– Дима Попов, мой одноклассник, – сбивчиво стала объяснять Лиля, с ужасом соображая, что говорит не то, что надо, и уж совсем не по адресу! – Мы с ним встретились, и он начал за мной вроде как ухаживать. И к Егорке хорошо отнесся, а обычно люди... Ну, ты понимаешь. У нас ничего не определилось еще, как вдруг Димка перестал нас навещать. И не звонил больше. Потом я пошла на встречу одноклассников, и там мне сказали, что он умер. Сердечный приступ. Так странно.
– И что же, у тебя с этим вроде как ухажером были серьезные отношения? – спросил Дубов каркающим голосом, причем он сам себя ненавидел в эту секунду, стесняясь собственной ревности.
– Нет, не очень, – ответила несколько ошарашенная его тоном Лиля. – Кажется, у нас вовсе не было никаких отношений. Просто он хотел помочь мне, понимаешь? Жалел, наверное.
– Наверное, – проскрежетал Дубов.
Он очень хорошо представлял себе, как Лилю можно жалеть, как ей можно хотеть помочь, но искренне не понимал, как можно испытывать к ней только эти, одни только эти весьма достойные чувства.
– И потом, у нас бы с ним все равно ничего не вышло. Ничего... долгосрочного. Он был богатый.
Дубов посмотрел искоса – не издевается ли Лиля? Вроде нет.
– Ну и что?
– Как что? Богатому человеку нужна соответствующая жена. Красивая, эффектная, яркая. Успешная. Чтобы с ней не стыдно было показаться людям – в ресторане там, на горнолыжном курорте, на презентациях каких-нибудь...
Он на нее снова посмотрел. Не шутит. Лицо серьезное. Господи, откуда она взяла эти дикие понятия? Из сериалов? Из желтушных телепередач о личной жизни олигархов? Впрочем, других способов познания жизни ей эта самая жизнь не предоставила.
– Что ж, он очень богатый был? – поинтересовался Дубов, чтобы хоть что-то сказать.
– А? Да, у него машина такая была, и своя фирма.

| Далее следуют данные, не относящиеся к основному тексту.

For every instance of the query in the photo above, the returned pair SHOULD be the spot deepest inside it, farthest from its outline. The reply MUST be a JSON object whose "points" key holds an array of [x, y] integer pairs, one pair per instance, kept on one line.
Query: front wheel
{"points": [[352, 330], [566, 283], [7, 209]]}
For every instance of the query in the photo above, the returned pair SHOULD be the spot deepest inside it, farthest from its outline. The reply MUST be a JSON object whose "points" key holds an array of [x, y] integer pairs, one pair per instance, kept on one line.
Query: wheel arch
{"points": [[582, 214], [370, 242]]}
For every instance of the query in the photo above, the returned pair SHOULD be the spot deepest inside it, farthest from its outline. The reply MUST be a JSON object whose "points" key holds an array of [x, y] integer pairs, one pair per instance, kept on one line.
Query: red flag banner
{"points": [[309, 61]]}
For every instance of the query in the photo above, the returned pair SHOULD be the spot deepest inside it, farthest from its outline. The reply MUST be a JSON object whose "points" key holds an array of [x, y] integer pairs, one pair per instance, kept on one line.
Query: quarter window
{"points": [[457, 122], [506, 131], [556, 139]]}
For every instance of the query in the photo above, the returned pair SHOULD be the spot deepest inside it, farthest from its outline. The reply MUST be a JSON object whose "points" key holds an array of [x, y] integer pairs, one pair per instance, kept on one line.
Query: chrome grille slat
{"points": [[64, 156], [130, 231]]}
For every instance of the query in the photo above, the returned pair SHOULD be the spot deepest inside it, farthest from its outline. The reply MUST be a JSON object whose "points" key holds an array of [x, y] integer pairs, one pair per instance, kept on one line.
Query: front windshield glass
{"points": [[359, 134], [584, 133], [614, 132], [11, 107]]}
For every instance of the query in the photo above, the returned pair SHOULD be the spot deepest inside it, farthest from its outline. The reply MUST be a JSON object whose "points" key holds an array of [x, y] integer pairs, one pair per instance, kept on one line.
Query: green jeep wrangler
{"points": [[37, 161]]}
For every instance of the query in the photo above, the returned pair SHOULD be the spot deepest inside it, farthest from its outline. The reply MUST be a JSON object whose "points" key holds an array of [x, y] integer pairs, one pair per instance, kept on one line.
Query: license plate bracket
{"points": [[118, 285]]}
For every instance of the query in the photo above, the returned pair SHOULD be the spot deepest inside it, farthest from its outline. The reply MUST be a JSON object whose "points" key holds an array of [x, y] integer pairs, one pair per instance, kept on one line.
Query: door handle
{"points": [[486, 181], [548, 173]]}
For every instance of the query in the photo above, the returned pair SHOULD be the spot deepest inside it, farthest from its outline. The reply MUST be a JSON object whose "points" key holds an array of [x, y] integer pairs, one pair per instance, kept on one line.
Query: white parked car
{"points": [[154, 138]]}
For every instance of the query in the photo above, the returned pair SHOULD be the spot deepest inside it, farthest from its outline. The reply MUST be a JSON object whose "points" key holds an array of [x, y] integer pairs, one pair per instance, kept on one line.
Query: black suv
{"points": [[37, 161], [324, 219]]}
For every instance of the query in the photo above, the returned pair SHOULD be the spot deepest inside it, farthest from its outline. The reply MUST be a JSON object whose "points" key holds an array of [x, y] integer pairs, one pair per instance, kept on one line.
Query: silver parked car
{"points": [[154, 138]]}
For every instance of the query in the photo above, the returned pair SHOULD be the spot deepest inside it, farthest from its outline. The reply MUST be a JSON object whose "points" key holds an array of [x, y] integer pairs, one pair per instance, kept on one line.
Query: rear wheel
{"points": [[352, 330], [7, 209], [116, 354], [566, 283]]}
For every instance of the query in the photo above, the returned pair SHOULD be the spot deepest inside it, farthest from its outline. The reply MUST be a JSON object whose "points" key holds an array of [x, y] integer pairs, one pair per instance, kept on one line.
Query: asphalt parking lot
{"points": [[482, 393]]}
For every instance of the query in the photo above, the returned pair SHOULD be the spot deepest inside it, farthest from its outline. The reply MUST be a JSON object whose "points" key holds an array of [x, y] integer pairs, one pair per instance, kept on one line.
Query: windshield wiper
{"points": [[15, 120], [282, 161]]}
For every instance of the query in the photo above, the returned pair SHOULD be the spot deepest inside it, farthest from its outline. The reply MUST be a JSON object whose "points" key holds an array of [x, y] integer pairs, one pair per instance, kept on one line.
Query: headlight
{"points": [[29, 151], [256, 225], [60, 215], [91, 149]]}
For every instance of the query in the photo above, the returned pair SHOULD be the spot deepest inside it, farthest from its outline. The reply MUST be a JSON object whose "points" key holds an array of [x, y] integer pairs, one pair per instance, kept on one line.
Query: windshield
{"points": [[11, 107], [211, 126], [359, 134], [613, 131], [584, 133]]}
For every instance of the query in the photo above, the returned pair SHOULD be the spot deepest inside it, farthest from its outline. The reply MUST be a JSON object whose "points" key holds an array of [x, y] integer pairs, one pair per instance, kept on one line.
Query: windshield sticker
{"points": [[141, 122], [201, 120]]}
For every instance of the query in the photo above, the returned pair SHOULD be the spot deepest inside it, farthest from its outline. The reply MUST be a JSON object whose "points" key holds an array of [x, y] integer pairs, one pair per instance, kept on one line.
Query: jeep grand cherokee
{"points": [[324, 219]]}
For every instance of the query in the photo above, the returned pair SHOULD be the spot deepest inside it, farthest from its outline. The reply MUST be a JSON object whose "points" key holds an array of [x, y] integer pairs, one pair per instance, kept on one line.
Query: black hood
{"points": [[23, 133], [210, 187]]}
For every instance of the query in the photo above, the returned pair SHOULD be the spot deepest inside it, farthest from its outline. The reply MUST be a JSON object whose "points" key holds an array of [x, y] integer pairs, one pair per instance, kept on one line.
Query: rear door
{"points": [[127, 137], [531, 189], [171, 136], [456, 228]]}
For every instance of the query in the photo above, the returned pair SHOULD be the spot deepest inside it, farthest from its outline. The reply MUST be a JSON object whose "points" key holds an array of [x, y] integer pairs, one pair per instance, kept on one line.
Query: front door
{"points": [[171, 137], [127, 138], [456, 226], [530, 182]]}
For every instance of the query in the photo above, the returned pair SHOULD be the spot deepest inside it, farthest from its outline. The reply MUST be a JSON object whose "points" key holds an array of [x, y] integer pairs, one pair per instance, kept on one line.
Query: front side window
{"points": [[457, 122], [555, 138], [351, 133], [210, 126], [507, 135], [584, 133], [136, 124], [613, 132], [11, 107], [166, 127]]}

Тут Дубов совершенно неприлично хрюкнул, но тут припомнил, что речь идет о покойном, и перемогся. Своя фирма, надо же! Больше всего на свете ему хотелось спросить: «А как же я?» Но Дубов сдержался. Не буди лихо, пока спит тихо. Но тут Лиля сама спохватилась.
– А ты, Гришенька?
– Что – я? – состряпал непонимающую физиономию Дубов.
– Ты – богатый?
– Не-ет, – торопливо отрекся Дубов. – Ты же видишь, я обычный командировочный. Тот еще гусь! Какое там богатство! Вот и джинсы у меня протертые, и свитер вытянутый... на горнолыжном курорте, веришь ли, ни разу в жизни не был! Ресторанами, грешен, балуюсь. Но предпочитаю домашнюю здоровую кухню. Уважаю бульончик куриный, наперченный, с зеленым луком и укропчиком. А к бульону – пирожки мясные, и можно ложкой, понимаешь, наливать немного бульончика в пирожок, чтоб сочнее был. Как в детстве!.. – Он нахально ухмыльнулся, видя недоверчивую гримасу Лили. – Разве я похож на олигарха?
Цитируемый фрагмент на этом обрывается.